Creating Ripples Across Generations
At a recent memorial service for my former headmaster at McDonogh School, the last speaker relayed a story that Bob Lamborn shared in an email to his granddaughter.
When he was much younger, Bob asked his father “what can you tell me about immortality?” His father responded, “I believe in heaven and the hereafter, but I have no way of proving what I think is true. However, I can assure you that there is immortality on earth. It exists in the difference you make in the life of others, and it can ripple forward through generations until no one knows that you started the ripple even as they benefit from it.”
Bob Lamborn served for 20 years as the Headmaster at McDonogh School. His father, Louis, served as Headmaster for the 26 years before Bob succeeded him. While both were teachers and heads of the same private school, the quote that he attributed to his father is inspirational and instructive.
In the 96 years since Louis Lamborn became head of McDonogh, there have been seven heads of school including him. Dave Farace, the current school head, has been in his role since 2018. While some may argue that the lengthy tenure of its leaders may allow for legacies and traditions to continue, the school has survived and thrived through the years through changes implemented by these leaders.

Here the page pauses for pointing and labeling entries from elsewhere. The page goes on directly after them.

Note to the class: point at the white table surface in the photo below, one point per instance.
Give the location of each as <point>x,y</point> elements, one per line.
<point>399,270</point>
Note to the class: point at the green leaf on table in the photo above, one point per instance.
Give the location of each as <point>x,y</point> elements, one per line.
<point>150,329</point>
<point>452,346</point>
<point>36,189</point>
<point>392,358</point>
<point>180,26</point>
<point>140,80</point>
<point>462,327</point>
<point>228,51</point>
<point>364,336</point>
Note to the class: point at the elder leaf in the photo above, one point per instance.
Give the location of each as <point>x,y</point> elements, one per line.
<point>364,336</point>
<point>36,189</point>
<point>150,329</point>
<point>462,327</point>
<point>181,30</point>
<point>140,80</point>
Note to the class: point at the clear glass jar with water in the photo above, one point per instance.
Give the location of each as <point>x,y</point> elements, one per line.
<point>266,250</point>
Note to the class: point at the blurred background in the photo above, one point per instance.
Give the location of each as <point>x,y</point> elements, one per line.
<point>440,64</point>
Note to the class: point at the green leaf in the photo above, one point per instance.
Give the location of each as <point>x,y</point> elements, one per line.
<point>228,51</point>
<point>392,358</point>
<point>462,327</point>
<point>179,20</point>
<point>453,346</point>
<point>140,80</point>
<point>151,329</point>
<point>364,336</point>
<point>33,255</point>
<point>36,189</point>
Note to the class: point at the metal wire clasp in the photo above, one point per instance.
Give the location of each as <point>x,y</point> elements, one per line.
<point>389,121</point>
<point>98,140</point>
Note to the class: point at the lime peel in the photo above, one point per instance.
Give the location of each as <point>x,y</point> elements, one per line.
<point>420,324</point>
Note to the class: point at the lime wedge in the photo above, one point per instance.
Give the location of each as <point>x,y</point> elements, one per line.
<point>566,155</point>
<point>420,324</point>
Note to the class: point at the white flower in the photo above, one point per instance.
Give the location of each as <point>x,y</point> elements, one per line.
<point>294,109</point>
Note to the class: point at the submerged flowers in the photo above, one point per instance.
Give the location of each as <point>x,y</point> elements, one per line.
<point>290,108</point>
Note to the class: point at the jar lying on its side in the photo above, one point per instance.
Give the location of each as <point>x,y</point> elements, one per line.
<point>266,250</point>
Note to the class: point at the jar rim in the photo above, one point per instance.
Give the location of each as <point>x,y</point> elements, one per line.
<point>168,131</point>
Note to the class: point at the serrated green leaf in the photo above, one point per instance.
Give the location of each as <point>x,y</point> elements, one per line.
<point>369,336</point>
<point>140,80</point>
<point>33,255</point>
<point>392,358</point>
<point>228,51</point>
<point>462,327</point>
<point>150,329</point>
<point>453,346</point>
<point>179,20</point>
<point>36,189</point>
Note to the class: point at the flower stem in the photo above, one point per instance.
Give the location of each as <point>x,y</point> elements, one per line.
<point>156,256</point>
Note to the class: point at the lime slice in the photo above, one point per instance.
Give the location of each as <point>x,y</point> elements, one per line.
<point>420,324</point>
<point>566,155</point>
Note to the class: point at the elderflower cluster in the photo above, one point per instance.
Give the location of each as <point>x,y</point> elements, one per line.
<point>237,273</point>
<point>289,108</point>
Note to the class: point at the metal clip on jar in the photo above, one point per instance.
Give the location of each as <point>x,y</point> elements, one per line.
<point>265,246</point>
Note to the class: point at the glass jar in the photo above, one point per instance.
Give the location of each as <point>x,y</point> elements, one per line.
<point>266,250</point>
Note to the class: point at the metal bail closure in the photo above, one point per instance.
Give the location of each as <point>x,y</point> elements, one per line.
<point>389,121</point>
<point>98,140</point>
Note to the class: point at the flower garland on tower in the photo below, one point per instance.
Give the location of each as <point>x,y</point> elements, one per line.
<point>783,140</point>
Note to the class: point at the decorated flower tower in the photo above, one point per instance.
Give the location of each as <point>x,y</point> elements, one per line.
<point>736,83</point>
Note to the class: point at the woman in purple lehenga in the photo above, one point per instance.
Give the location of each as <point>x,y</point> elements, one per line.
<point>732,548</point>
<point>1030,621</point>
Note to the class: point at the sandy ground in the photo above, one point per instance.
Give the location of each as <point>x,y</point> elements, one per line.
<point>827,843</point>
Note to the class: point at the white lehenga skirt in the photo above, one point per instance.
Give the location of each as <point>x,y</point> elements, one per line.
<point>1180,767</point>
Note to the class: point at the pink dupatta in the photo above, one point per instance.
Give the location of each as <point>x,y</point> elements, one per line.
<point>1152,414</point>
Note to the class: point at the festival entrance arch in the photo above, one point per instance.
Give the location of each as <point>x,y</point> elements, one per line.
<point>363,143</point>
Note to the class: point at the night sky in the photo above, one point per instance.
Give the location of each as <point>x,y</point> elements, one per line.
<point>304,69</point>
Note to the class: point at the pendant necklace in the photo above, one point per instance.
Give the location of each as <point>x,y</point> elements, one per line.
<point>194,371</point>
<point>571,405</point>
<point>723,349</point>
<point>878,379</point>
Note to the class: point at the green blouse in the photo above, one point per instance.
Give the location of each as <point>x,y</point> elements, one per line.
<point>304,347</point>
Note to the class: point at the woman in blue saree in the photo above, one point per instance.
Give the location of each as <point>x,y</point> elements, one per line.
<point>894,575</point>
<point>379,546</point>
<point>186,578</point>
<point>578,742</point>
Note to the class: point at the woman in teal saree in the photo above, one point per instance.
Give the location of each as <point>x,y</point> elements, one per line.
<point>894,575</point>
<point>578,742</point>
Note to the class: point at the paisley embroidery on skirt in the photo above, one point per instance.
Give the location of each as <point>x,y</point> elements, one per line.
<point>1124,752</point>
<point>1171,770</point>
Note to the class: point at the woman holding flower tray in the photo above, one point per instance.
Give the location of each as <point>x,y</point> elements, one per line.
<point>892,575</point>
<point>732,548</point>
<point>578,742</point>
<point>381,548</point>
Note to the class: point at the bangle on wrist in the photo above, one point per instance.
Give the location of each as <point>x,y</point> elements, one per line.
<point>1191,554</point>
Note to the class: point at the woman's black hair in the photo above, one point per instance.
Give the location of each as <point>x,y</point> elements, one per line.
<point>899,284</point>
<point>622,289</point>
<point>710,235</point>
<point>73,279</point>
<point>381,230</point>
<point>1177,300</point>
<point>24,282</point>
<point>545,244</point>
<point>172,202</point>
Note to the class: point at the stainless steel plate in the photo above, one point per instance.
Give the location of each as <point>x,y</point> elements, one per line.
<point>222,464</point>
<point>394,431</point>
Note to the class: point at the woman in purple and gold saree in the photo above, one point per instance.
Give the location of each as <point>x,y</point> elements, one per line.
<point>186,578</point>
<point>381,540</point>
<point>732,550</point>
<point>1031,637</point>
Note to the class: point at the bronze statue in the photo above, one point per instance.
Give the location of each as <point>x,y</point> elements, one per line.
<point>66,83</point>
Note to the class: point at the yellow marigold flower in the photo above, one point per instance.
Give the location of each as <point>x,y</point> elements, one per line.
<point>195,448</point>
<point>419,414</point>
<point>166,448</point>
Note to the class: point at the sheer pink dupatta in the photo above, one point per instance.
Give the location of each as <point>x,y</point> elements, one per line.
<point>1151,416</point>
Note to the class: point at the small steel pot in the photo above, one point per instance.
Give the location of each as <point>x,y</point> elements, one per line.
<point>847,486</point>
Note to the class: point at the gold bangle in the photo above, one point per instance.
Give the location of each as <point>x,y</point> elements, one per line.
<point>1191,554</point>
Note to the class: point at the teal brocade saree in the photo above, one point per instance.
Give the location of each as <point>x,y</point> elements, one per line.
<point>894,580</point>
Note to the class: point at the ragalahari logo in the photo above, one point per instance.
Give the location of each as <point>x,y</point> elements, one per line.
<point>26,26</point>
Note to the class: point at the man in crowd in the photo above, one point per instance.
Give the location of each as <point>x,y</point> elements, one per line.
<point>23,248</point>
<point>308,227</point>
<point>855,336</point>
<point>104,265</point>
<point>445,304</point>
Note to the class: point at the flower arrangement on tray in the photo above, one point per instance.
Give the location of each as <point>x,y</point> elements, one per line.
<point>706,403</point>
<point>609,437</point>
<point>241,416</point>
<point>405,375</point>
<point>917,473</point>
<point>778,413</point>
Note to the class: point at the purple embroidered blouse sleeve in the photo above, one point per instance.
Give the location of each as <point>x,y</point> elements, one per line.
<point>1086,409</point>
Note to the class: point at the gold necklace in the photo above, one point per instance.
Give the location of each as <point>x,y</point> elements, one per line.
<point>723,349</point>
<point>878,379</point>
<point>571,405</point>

Throughout the years, there were significant changes at McDonogh. In the 1920’s, McDonogh shifted from a farm school for orphans to an independent school for boys with a semi-military curriculum. A college preparatory curriculum was introduced in the 1950’s, replacing the more practical curriculum. McDonogh racially integrated in 1959, dropped the school’s semi-military curriculum in 1971, and became a coeducational school in 1975. In the 1980’s, it dropped from a seven-day boarding program to a five-day boarding program and increased its day student enrollment. Over the past 20 years, the school rebuilt many of its facilities to accommodate co-educational instruction, athletics, and co-curricular activities. During these years, the heads of school and its trustees have had to meet and adopt to challenges but have never forgotten one of the tenants of its founder “to do the greatest possible amount of good.”
McDonogh School today is very different from the school that Louis Lamborn was hired to lead in 1926. It’s safe to say that Louis Lamborn and his son, Bob, implemented many changes that made a difference in the lives of others as did the changes implemented by their successors.
From my vantage point, leading a private school is not very different from leading a public school. Both have students, faculty, coaches, someone the head reports to (a board or a superintendent), parents, alumni, and the outside community at large. Managing multiple constituencies is a difficult and sometimes thankless task.
A public school principal may have a more difficult job when you consider that turnover of public school superintendents (4-5 years) is likely more frequent than private school trustees. Public school superintendents may or may not be from the local area and may not be familiar with the city/county cultural norms, expectations, and traditions. A private school board is likely comprised of more alumni and donors than parents and independent members. The longer tenured private school board member can be helpful when supporting change and a real roadblock when not supporting change.
I believe that all leaders should ascribe to making a positive difference in the lives of others, not just leaders of schools. The world would be a much better place if that was the case. Hiring leaders who believe in the mission of the school or business would be a good first start. Replacing board members who don’t believe or commit to the mission would be a second step. Electing leaders (politically) who are not narcissists is a tougher job because much of our national and regional news is reported by people whose personal image is tantamount to their success. Not only that, it’s impossible to run for office today without being exposed to the limelight, and that requires a certain personality. Sadly, we often elect the person we see more in the media than the person with the best ideas for governing.
Many of us likely know someone who exudes all the characteristics of a good leader, someone whose actions make a positive difference in the lives of their students/customers, employees/faculty, and their community. It’s time to push for leaders like that rather than those looking for a personal sound bite, higher paycheck, or step to the next higher paying job. We need to create ripples across the generations, not tidal waves that wash our communities out to sea.